RFR (XS): 8023037 : Race between ciEnv::register_method and nmethod::make_not_entrant_or_zombie

Vladimir Kozlov vladimir.kozlov at oracle.com
Wed Nov 6 14:52:24 PST 2013


Vladimir,

Thank you for finding the real cause.

I think you need the comment before nm->verify() in new_nmethod() 
explaining why we should avoid safepoint as you explained here.

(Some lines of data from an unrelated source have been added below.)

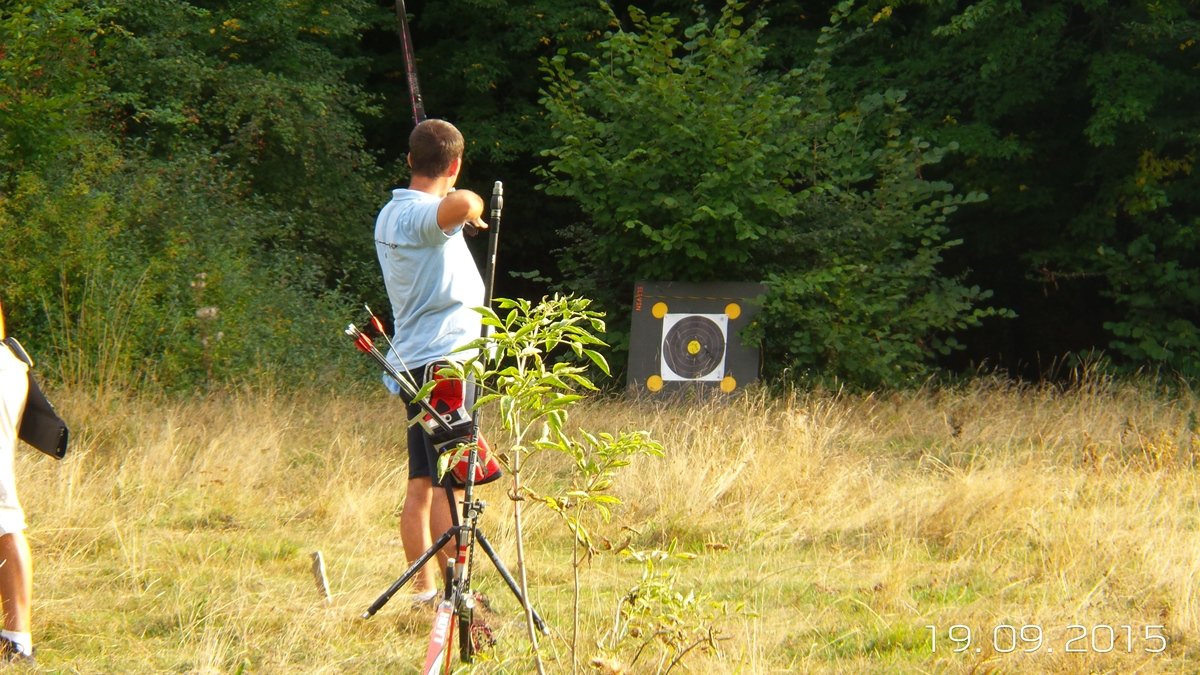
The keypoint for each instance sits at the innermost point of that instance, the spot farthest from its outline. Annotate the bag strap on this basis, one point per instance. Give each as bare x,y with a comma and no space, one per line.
18,351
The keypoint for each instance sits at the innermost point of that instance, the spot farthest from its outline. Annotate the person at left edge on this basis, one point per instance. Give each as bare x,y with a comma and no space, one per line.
16,563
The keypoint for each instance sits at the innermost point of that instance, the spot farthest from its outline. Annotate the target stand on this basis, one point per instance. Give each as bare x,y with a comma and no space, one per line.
688,336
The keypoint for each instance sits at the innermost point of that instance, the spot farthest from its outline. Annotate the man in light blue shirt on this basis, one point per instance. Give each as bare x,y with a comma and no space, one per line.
433,286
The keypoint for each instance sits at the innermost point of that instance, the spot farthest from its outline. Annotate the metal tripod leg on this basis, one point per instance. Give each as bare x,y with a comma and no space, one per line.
408,573
508,579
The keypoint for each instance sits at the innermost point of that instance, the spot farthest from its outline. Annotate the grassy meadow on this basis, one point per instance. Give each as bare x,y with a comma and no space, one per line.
829,532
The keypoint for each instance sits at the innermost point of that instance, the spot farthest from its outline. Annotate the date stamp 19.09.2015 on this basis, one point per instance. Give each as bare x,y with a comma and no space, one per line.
1030,638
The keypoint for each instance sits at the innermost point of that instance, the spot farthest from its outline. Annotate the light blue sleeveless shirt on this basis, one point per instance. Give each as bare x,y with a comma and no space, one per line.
431,279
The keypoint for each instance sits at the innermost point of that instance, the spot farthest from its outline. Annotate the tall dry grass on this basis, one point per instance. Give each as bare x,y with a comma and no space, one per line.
834,527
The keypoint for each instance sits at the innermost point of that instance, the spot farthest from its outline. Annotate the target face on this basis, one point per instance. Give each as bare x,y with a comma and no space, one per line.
694,346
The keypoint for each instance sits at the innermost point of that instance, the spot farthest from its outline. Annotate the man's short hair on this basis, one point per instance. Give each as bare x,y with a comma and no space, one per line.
432,147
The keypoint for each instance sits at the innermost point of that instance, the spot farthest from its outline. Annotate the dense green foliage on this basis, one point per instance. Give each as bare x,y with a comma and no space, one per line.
198,196
695,165
186,187
1077,118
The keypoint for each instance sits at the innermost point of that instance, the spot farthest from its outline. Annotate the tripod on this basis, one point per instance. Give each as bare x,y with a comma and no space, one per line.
444,432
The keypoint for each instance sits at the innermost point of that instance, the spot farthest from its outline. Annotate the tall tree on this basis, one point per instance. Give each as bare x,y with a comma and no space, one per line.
1077,118
695,163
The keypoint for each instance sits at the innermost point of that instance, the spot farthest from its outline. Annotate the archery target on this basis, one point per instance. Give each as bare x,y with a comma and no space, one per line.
694,347
690,336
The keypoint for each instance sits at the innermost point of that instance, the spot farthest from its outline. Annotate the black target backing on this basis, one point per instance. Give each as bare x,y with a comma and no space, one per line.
694,347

I am not comfortable about passing new allow_safepoints parameter 
through all verify calls because it is the only one case. We still have 
not installed nmethod at this point. There should be some check 
(nmethod's flags/state) which we can use to skip CompiledIC_lock.

I thought about the need to verify scopes in verify_interrupt_point() in 
all cases. But the verification code in ScopeDesc::verify() is 
commented. What? In general it is good to call it anyway. And you don't 
need IC to get the end_of_call() - I think we can inline what 
CompiledIC_at() does: nativeCall_at(call_site)->end_of_call().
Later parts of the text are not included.